Search code examples
pythonweb-scrapingrustrequestencode

the rust equivalent of this python code does not work?


i have a code that gets html body of a website in python that routes through tor. this is the code in python:

import requests

session = requests.session()
session.proxies = {'http':  'socks5h://127.0.0.1:9050',
                    'https': 'socks5h://127.0.0.1:9050'}
r = session.get("https://einthusan.tv/movie/results/?lang=kannada&query=love")
print(r.text)

and this is the rust code i wrote:

use std::fs;
use reqwest::blocking::Client;
fn main() -> Result<(), reqwest::Error> {
    let proxy = reqwest::Proxy::all("socks5h://127.0.0.1:9050").expect("error connecting to tor!");
    let client = Client::builder().proxy(proxy).build()?;
    
    let formatted_url = format!("https://einthusan.tv/movie/results/?lang=malayalam&query=premam");
    
    let response = client
        .get(&formatted_url)
        .send()?;

    // Read and print the response body
    let body = response.text()?;
    println!("{}", &body);
    fs::write("response.txt", &body);

    Ok(())
}

. By python, i can get the html body. But, by rust, i am getting some encoded like this. How to resolve this?

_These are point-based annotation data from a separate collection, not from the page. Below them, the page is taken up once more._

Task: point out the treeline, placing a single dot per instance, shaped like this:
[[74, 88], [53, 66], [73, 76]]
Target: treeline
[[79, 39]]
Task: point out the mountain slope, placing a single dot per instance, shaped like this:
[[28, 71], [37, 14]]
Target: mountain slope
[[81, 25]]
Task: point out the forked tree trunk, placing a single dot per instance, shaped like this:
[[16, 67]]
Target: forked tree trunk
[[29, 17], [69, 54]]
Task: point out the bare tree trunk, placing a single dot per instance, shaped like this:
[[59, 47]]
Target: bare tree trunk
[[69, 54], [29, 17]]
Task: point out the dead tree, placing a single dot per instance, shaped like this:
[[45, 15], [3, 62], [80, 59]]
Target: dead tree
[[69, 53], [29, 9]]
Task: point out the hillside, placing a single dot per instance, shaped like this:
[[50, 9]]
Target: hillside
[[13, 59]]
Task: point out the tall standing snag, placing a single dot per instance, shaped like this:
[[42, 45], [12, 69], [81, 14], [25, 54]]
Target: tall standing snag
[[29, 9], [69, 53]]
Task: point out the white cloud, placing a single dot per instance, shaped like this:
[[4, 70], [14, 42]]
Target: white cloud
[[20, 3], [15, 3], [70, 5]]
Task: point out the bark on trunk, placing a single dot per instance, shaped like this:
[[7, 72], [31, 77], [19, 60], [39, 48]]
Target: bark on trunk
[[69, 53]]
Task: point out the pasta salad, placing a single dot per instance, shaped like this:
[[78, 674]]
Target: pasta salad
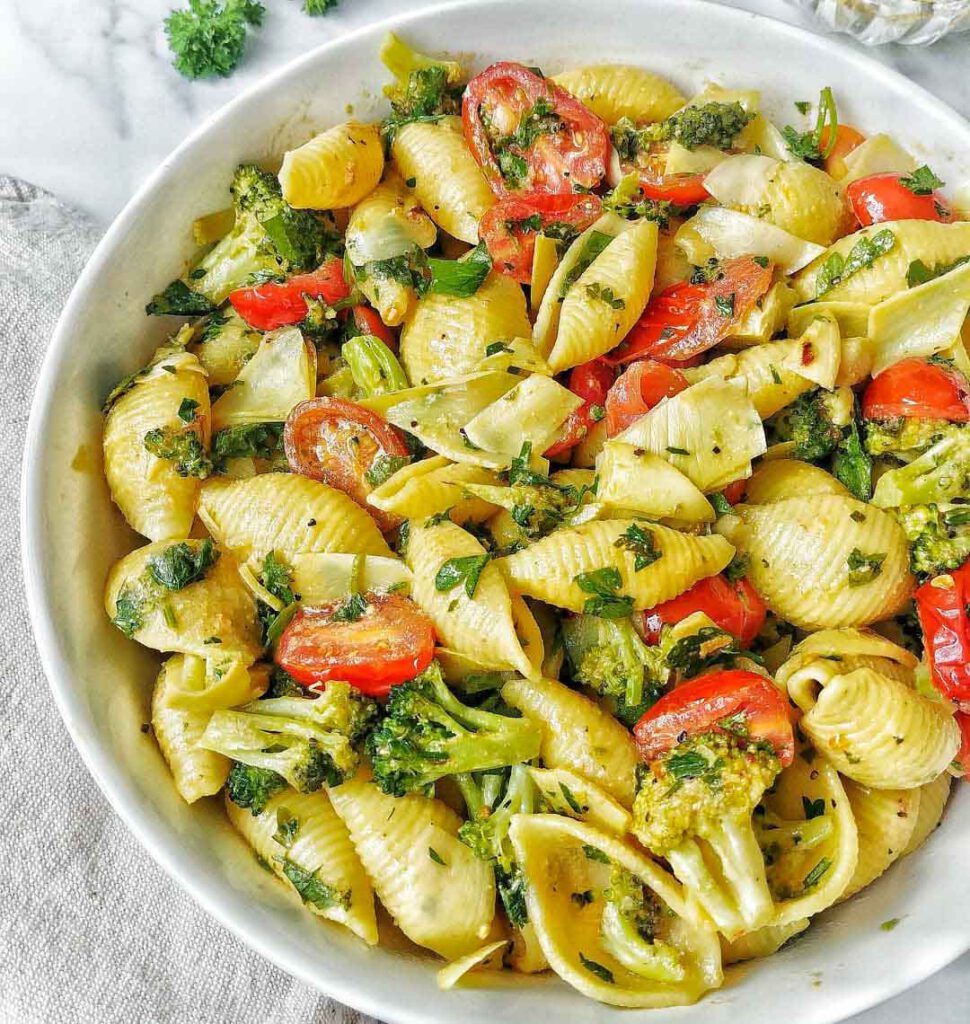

I have tried putting headers that accept "text/html" or "charset=utf-8" and no help. I am still getting the encoded text.


Solution

  • The response from that website is gzip encoded (header Content-Encoding: gzip), which is why the content looks garbled. In the python version using requests, the response is automatically gzip decoded.

    To automatically decode gzip using reqwest in rust, you need to enable the gzip feature.

    See ClientBuilder::gzip() for more information